Fact-free op-ed gets it wrong. The truth: Ohio's renewable energy, energy efficiency standards creating jobs, saving money right now

What makes this environmentalist skeptical? When a post-election commentator employed by a big-business-loving “libertarian” think tank interprets the 2010 Ohio election results as a mandate for his employer’s dirty energy agenda. The relevant op-ed appeared in today’s Cincinnati Enquirer. The commentator, Paul Chesser of Chicago’s own Heartland Institute, argues – using no information beyond a lazy read of Ohio’s energy law – that Ohio voters “repudiated the campaign to demonize "Big Oil" and the coal industry” and that Ohio’s energy law should thus be repealed. Leaving aside that there’s no such thing as a mandate for particular issues in general elections – commentators and politicians basically try to convince others that the will of the voters align with their pet issues – Chesser completely ignores that Ohio’s renewable energy and energy efficiency standards are saving customer’s money, creating jobs, and cutting pollution right now.

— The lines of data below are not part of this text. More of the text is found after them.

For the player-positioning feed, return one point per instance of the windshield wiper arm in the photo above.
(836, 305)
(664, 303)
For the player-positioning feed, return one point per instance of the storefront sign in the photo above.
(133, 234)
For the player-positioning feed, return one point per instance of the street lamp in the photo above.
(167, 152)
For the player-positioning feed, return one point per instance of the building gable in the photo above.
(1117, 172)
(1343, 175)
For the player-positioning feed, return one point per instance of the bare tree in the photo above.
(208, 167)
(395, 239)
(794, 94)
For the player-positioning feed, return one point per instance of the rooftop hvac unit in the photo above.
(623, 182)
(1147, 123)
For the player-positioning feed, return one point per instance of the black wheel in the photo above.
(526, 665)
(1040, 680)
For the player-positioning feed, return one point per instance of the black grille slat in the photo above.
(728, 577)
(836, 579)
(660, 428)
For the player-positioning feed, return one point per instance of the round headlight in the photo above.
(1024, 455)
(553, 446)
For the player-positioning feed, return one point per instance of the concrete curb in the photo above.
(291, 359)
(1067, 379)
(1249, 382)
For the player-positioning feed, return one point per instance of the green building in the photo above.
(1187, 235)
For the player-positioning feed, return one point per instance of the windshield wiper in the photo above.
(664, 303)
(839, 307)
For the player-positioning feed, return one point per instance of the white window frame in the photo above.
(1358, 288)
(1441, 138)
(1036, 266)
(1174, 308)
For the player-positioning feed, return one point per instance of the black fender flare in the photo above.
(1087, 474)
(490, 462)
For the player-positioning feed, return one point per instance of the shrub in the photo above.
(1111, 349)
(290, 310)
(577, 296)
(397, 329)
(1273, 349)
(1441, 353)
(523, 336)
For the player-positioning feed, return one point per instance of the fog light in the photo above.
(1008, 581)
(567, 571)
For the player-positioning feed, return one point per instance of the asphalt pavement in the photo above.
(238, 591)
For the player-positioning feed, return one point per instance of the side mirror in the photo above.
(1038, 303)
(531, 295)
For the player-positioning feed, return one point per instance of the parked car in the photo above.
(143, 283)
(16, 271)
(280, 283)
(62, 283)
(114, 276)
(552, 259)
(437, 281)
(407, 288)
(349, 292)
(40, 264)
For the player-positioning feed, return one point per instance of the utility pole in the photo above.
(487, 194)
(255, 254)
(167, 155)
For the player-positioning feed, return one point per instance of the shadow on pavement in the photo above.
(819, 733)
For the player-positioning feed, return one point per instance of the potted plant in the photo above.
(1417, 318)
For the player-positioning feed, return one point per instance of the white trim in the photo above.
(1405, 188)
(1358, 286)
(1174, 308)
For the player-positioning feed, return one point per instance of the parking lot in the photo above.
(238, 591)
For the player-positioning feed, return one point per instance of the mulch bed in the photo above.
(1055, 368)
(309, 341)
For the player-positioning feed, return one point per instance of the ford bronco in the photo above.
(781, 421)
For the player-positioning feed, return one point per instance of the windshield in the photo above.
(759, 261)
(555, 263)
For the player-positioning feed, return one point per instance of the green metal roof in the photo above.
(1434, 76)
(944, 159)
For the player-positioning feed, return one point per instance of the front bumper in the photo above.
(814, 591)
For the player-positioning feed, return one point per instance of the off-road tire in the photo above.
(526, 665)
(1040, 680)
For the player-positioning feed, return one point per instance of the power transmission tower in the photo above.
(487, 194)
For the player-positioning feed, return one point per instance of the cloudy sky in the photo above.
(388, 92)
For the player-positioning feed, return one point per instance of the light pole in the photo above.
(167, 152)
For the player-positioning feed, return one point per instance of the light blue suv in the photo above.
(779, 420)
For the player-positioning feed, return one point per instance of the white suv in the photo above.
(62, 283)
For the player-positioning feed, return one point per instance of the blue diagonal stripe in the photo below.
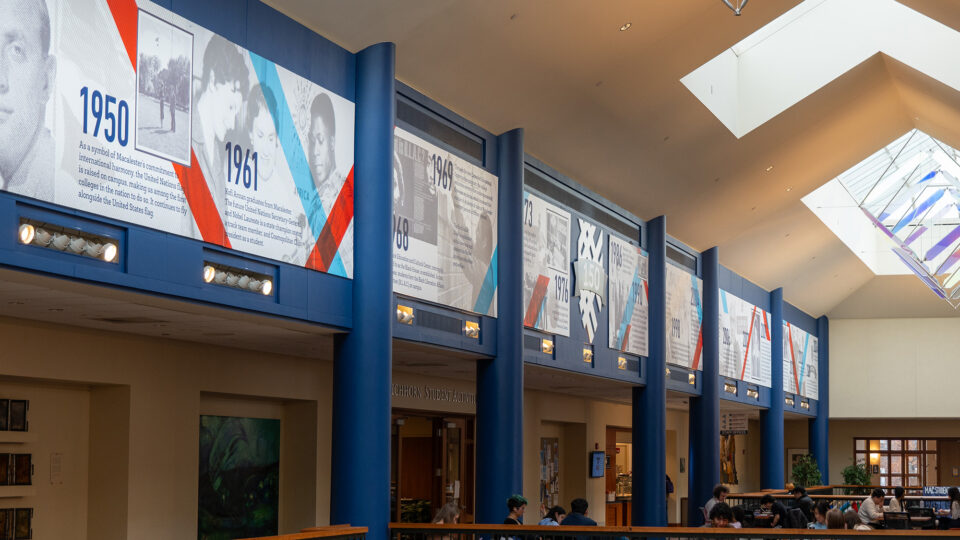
(293, 151)
(485, 298)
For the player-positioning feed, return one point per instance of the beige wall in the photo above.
(71, 373)
(894, 368)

Energy efficiency – getting the same hot showers and cold beers using better practices or technology – is the cheapest and cleanest source of energy available. It generally costs much less to save energy than it does to build something new or even operate existing power plants. The CFLs Chesser demonizes have a 200% return on investment, paying back their additional cost in 6 months or less; also, even if customers were to intentionally break them, they would still release less mercury than a coal plant that powers an old incandescent. The efficiency programs operated by Ohio utilities in 2009-2011 will lower the energy bills of Ohio’s consumers and businesses by an estimated $386 million over the technologies’ lifetime.

The renewable energy standard Chesser refers to is already creating good jobs for Ohioans. American Electric Power-Ohio last year inked a 20-year agreement with Wyandot Solar to purchase energy from a large solar farm near Upper Sandusky, Ohio, using solar panels supplied by Ohio’s own First Solar. More spectacularly, this October, AEP signed an agreement to buy power from a 49.9 MW solar farm in southeast Ohio, creating 300 permanent jobs and 300 temporary construction jobs. Other Ohio utilities are taking similar steps.

Ohio’s has the right policies to nudge it toward a clean energy future based on efficient use of electricity and advanced manufacturing of renewable energy systems. Chesser tries to make this a partisan issue, but he ignores that these policies were passed unanimously by Ohio’s Republican-controlled Senate, and that other states in the region are moving along the same path. Illinois’ utility reform legislation, which included similar policies, was also passed unanimously. Indiana’s Republican Governor, Mitch Daniels, has also strongly supported energy efficiency; his Utility Regulatory Commission last year implemented an energy efficiency standard as stringent as Ohio’s.

Chesser wants Ohio to keep producing energy the same way, and using it with the same waste it has for decades. In a global economy, that is a recipe for stagnation, not growth. Ohio would do better listening to rare bipartisan agreement in the legislature, and support from the business community: how often do we get that sort of thing these days?